Sep, 01, 2012
While reading Franco Moretti’s Graphs, Maps, Trees: Abstract Models For A Literary History I came across his use of geometric (and geographic) radial maps to document the development of a small village. These village story maps lead Moretti to visualize the arrival of industrialization to the village among other events.
An example of the radial geographic visualization.

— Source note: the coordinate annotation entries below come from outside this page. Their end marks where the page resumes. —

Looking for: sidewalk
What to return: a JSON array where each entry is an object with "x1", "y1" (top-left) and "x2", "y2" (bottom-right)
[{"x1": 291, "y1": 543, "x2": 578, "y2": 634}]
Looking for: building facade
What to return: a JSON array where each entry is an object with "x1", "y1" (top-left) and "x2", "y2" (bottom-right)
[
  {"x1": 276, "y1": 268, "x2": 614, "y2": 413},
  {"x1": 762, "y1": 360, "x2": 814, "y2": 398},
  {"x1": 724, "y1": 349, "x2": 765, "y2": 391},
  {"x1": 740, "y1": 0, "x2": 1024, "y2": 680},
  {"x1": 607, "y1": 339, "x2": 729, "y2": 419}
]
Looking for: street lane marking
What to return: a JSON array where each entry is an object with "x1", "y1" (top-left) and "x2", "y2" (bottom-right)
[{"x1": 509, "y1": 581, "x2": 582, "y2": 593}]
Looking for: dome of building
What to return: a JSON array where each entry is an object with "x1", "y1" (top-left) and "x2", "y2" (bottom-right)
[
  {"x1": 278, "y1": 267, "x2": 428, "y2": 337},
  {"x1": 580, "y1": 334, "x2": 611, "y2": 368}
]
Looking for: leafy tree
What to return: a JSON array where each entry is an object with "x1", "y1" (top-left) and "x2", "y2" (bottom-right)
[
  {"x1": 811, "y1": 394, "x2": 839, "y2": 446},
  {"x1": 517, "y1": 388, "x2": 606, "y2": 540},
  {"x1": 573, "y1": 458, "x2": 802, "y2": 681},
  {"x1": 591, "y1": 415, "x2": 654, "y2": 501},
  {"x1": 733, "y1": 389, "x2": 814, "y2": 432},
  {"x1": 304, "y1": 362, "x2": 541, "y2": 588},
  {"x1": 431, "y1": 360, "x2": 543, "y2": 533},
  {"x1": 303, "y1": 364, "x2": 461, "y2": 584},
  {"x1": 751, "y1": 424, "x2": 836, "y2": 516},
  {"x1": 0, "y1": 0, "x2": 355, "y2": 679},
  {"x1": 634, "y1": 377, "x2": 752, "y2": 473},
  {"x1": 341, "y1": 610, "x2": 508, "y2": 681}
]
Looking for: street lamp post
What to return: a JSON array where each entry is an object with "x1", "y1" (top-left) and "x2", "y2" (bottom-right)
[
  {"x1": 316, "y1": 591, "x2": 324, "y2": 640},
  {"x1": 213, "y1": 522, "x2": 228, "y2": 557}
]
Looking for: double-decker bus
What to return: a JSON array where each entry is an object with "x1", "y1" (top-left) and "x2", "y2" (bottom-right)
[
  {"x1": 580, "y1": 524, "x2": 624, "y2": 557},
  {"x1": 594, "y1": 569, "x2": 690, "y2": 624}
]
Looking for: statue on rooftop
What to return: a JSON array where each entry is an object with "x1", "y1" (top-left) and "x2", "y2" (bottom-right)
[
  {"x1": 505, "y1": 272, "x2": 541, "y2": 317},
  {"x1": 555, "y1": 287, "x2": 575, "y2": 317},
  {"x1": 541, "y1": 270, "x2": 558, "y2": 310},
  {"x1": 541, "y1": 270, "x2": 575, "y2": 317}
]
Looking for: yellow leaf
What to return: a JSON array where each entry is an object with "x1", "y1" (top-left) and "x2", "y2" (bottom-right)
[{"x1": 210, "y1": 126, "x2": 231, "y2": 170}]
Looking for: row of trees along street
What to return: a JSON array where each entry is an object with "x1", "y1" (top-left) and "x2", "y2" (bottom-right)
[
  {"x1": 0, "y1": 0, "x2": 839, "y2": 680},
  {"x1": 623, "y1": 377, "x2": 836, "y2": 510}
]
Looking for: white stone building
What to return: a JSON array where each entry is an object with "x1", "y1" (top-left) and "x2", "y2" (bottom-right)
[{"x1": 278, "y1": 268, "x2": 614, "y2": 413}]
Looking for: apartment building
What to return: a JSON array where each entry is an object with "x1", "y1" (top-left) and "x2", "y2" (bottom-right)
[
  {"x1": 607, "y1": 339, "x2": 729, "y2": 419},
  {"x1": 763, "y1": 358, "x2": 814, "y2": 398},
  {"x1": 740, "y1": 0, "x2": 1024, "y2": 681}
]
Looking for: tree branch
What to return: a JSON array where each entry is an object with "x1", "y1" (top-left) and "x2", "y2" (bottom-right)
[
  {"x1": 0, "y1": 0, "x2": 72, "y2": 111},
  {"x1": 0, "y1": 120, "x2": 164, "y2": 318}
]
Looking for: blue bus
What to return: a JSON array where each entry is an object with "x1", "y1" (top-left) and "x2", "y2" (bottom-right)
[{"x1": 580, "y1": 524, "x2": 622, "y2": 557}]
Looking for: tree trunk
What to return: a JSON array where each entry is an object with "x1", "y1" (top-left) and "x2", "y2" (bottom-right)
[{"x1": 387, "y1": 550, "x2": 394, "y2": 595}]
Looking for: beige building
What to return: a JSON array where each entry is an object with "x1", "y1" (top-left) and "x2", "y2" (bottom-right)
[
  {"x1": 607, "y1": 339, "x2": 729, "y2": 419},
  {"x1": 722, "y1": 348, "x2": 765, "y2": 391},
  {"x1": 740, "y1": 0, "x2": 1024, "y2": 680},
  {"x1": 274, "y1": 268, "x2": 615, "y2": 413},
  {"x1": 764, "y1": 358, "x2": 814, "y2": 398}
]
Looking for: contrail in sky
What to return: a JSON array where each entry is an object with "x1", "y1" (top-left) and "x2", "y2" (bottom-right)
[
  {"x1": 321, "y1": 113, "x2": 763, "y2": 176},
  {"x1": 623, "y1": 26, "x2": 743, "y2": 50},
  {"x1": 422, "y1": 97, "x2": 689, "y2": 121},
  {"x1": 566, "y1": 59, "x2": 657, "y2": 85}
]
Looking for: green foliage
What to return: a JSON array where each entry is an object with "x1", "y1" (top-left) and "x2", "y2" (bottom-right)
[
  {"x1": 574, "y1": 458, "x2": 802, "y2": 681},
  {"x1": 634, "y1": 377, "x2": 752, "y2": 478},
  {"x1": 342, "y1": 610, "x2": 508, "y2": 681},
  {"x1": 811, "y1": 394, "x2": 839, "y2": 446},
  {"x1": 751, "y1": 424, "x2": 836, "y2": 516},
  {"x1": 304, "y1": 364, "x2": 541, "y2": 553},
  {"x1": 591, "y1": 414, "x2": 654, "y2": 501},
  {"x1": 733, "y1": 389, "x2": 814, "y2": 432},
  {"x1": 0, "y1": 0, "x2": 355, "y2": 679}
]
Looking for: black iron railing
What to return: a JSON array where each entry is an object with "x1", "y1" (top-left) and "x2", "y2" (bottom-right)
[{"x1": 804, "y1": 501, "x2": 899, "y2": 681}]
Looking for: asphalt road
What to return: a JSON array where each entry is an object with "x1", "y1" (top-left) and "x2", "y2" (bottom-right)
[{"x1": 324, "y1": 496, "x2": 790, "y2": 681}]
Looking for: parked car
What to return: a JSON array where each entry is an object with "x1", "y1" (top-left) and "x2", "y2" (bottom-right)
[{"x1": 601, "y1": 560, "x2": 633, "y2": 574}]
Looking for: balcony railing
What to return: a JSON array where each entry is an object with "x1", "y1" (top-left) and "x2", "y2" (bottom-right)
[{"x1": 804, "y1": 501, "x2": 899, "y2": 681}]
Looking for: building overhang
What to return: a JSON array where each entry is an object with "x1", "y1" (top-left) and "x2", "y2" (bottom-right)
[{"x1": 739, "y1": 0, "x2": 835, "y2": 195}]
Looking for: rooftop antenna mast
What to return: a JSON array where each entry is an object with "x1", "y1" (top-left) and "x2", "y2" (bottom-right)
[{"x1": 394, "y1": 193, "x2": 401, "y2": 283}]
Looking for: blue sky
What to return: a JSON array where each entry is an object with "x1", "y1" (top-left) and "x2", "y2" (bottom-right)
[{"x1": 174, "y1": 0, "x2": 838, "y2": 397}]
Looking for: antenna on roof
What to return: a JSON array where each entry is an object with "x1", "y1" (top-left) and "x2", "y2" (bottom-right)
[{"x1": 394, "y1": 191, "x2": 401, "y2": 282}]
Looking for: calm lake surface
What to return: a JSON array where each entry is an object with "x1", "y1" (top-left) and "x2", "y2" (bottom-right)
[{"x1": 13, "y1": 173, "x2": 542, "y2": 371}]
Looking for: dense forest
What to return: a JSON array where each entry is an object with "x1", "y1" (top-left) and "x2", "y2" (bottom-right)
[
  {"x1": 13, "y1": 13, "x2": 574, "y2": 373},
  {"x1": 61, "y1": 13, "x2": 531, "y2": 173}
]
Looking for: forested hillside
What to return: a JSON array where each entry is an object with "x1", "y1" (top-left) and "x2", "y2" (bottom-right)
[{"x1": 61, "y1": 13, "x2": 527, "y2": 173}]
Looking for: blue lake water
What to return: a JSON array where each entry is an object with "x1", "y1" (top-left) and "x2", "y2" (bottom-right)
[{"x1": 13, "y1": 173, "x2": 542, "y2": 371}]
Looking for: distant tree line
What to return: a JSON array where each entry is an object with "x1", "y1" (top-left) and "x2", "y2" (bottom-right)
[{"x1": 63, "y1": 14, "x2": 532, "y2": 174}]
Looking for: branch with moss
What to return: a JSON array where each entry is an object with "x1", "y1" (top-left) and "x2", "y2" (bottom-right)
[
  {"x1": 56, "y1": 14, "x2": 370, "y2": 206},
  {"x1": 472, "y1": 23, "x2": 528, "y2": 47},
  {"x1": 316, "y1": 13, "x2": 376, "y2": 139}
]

Moretti’s examples made me wonder if the same mapping technique could be applied to other literature outside the village story genera. To test this idea I built a semi-automated system that uses text extraction to pull out the possible geographic names. Using n-gram frequency the tool then pins frequent words to that location in order to provide some context surround what happened at that location. The system then uses GPS lookup to find and place that location in relation to each other. I say semi-automated because it still is too much noise to select the location and look them up automatically. I made a crude command line input system to present the results allowing for approval of the location, its GPS and the terms associated with it.
The result is a data file that can be read by my d3.js SVG mapping tool that plots the locations in a radial configuration similar to Moretti’s maps. The maps are to scale, although that scale changes (the geographic distance involved in Around the world in 80 days is quite different than The Dubliners). The inner circle is the most mentioned location, which becomes the center of the map. The outer ring represents the second most mentioned location.
The results are interesting. I feel they do not work as well as Moretti’s map but by visualizing the story geographically, useful patterns emerge that define the novel. Joyce’s Dubliners graphs to a small group of tightly related points. This makes sense as the novel is about the local neighborhoods and people. As opposed to Verne’s Around the world in 80 days which presents an elongated string of locations spanning thousands of miles.